Not to sound completely milquetoast, but I can identify with both sides here. During my brief time as the music director at my university's radio station, one of our DJs was an outspoken feminist who was so offended by the word "female" that she would spend her shifts going through our back-catalog and crossing out any use of the word (usually in a context like "this band has a female vocalist") and writing "woman" above it.
This struck me as a case of doing surgery with a chainsaw rather than a scalpel. She had complained to management before about comments from some male co-workers making her uncomfortable, and her concerns had been taken seriously, so I was never sure why she didn't talk to anyone about the "female" issue. As at least one of her "corrections" was on an entry I wrote, I would have liked to have had the chance to explain my word choice, which had more to do with thinking "female" reads better than "woman" in some contexts than any desire (conscious or otherwise) to dehumanize women.
On the other hand, though, there are words that are similarly grating on me. For example, even though I know plenty of women who refer to other women as "chicks," I find that particular term cringe-inducing. I can't explain it; it has always bothered me, and likely always will. I personally think that my annoyance with the word "chick" is more justifiable than others' annoyance with the word "female," but really the whole issue is so subjective that finding common ground is likely to be no small task.
And that's the real problem here: determining whether particular offenses are worth speaking out against, or if they're minor annoyances that we just need to swallow. For example, I've decided that "chick" isn't worth fighting against, but "fag" is; but again, I know LGBT people who laugh off "fag" in cases that send me into a rage.
Am I irrational for being disgusted enough with the word "fag" to criticize those who use it? Was the woman at the conference who was offended by "female" irrational? That's a difficult question. I think that, to some extent, I am irrational. "Fag" offends me regardless of its context, but "retard" doesn't. That's at least inconsistent. But what are the options? Are we left with a dichotomy which says that either everyone should be offended by everything, or no one should be offended by anything? Neither option seems particularly appealing.

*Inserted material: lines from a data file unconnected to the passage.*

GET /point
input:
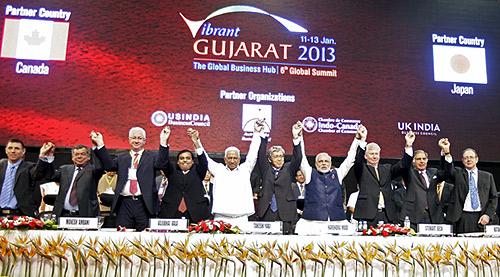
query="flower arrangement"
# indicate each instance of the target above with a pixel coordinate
(26, 223)
(387, 229)
(213, 227)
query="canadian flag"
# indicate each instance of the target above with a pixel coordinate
(35, 39)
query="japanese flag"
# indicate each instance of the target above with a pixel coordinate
(459, 64)
(35, 39)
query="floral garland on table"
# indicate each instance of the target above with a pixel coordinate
(213, 227)
(386, 230)
(26, 223)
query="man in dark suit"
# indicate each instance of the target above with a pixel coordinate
(422, 202)
(209, 191)
(325, 192)
(77, 182)
(474, 199)
(185, 194)
(136, 194)
(374, 202)
(17, 185)
(277, 200)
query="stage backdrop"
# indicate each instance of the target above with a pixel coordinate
(68, 67)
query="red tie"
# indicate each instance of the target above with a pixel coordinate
(73, 199)
(133, 183)
(182, 206)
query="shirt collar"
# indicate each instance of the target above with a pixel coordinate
(15, 164)
(132, 152)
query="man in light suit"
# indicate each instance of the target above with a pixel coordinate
(185, 194)
(136, 194)
(474, 199)
(422, 201)
(17, 185)
(277, 199)
(77, 182)
(374, 202)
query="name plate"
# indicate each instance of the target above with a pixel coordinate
(435, 229)
(168, 224)
(264, 227)
(492, 230)
(343, 228)
(78, 223)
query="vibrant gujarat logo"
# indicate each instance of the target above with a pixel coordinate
(194, 26)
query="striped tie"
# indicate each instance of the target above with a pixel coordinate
(8, 188)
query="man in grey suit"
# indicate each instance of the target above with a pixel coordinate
(136, 195)
(374, 202)
(422, 201)
(17, 185)
(277, 199)
(474, 199)
(77, 182)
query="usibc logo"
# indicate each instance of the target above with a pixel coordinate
(195, 25)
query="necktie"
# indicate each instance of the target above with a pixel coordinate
(474, 195)
(376, 173)
(422, 178)
(73, 199)
(182, 206)
(8, 187)
(439, 189)
(274, 204)
(133, 183)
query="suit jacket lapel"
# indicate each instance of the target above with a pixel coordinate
(374, 173)
(482, 188)
(2, 174)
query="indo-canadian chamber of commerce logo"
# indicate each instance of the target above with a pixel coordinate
(330, 125)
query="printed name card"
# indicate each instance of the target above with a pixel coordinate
(343, 228)
(435, 229)
(168, 224)
(493, 230)
(264, 227)
(78, 223)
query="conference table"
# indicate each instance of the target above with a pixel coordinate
(108, 252)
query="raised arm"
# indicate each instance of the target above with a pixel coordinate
(101, 152)
(161, 162)
(251, 159)
(202, 166)
(297, 149)
(44, 168)
(346, 165)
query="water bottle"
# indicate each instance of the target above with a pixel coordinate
(407, 222)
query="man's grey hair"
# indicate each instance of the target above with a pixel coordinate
(134, 130)
(232, 148)
(372, 146)
(275, 148)
(323, 154)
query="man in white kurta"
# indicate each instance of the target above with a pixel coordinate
(232, 191)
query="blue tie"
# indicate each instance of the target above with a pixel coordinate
(474, 195)
(7, 188)
(274, 204)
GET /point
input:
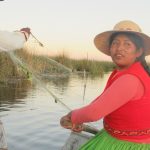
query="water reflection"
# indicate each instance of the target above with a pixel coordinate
(13, 93)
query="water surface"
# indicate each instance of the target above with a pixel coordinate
(31, 116)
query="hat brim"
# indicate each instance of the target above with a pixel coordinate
(101, 41)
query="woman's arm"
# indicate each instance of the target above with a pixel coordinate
(120, 92)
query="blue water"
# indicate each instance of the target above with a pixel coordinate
(31, 116)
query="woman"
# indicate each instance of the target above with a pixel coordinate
(125, 101)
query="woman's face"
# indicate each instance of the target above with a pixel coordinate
(123, 51)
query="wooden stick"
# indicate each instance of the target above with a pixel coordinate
(90, 129)
(86, 128)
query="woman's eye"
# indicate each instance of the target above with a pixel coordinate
(127, 44)
(114, 43)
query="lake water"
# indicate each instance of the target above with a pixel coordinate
(31, 116)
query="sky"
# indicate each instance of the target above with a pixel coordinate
(69, 26)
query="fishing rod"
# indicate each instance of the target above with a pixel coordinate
(37, 39)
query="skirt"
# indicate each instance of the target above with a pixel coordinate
(104, 141)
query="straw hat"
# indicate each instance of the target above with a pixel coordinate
(101, 41)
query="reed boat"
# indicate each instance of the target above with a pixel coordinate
(75, 139)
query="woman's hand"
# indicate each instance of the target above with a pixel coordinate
(65, 122)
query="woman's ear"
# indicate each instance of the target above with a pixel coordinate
(139, 52)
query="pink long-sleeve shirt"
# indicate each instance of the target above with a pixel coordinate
(122, 90)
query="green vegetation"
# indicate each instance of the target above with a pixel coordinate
(60, 64)
(93, 67)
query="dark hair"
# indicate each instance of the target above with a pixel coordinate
(138, 43)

The closest thing that I can propose to an answer is that we all need more of that consciousness raising that Richard Dawkins likes to talk about, on a wide range of issues. That doesn't mean that we all become hypersensitive and humorless. But it does mean that we start paying more attention to how we use potentially loaded words. Words aren't inherently offensive; they become offensive because of the history of their usage. But just as understanding that history is essential to understanding whatever offense they may or may not cause, it's also essential in moving beyond mere offense.
I think there's a reason that very few people get up in arms about the prolific use of racial slurs in Quentin Tarantino's scripts, but an entire campaign was launched to try to stop kids from using "gay" as a pejorative. We assume that Tarantino knows the history of the words he uses, and uses them to the end of crafting a suitably sleazy world for his characters. To the extent that they elicit laughter, it's because audience and director are both aware of just how inappropriate they are. That is, we've had our consciousness raised.

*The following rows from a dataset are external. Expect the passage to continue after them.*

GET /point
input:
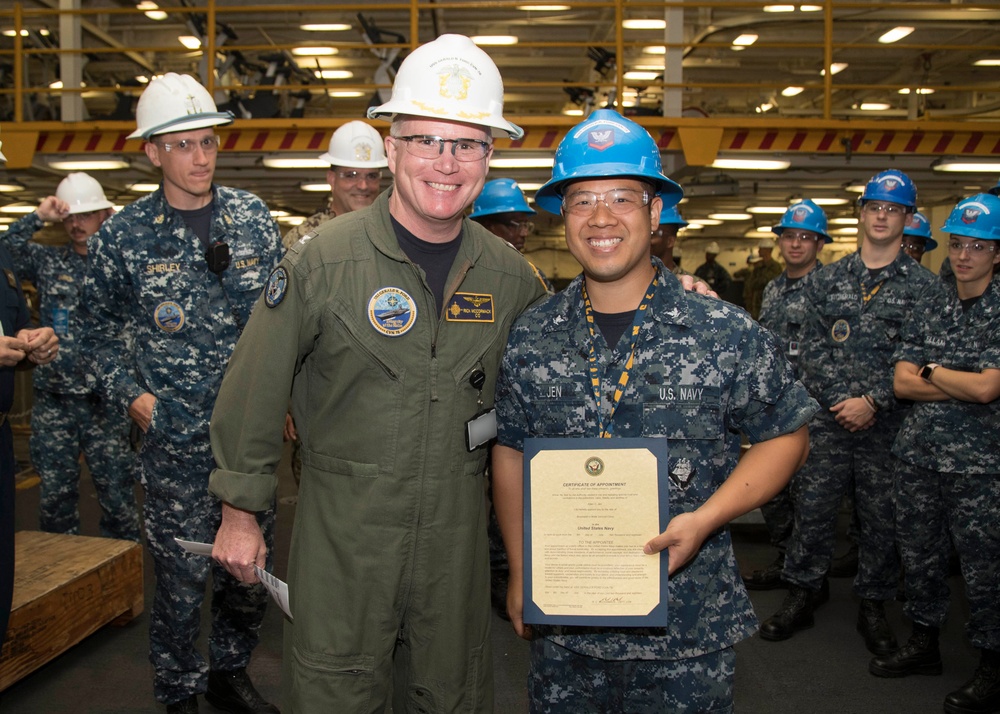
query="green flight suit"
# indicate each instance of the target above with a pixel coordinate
(389, 566)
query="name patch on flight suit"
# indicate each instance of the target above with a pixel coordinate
(470, 307)
(840, 331)
(392, 312)
(169, 316)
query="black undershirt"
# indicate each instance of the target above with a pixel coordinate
(969, 302)
(199, 221)
(435, 259)
(613, 325)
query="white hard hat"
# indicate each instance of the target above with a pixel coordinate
(82, 193)
(175, 102)
(356, 145)
(451, 79)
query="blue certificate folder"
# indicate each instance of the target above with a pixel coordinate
(591, 467)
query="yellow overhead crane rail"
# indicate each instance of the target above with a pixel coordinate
(701, 140)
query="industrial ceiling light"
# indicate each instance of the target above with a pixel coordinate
(333, 73)
(88, 164)
(835, 68)
(494, 40)
(730, 216)
(895, 35)
(538, 162)
(644, 24)
(151, 10)
(314, 51)
(325, 27)
(751, 164)
(277, 162)
(966, 166)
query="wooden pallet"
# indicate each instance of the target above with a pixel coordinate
(66, 588)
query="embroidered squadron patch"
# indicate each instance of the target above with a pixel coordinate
(277, 285)
(169, 316)
(470, 307)
(392, 312)
(840, 331)
(594, 466)
(681, 473)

Compare that to the kid on Xbox Live who uses "fag" like most people use commas. He doesn't know the history of that word, and isn't using it to any end other than being abrasive (or worse, he uses it simply because he hasn't thought about it). That kid is in desperate need of consciousness raising.
So what we need isn't more offense, more righteous anger, or more calls for those who disagree with us to have a sense of humor. It's more understanding, not just of those who have been offended, but those who do the offending. Nobody needs to be singled out and scorned--we all need a chance to explain ourselves.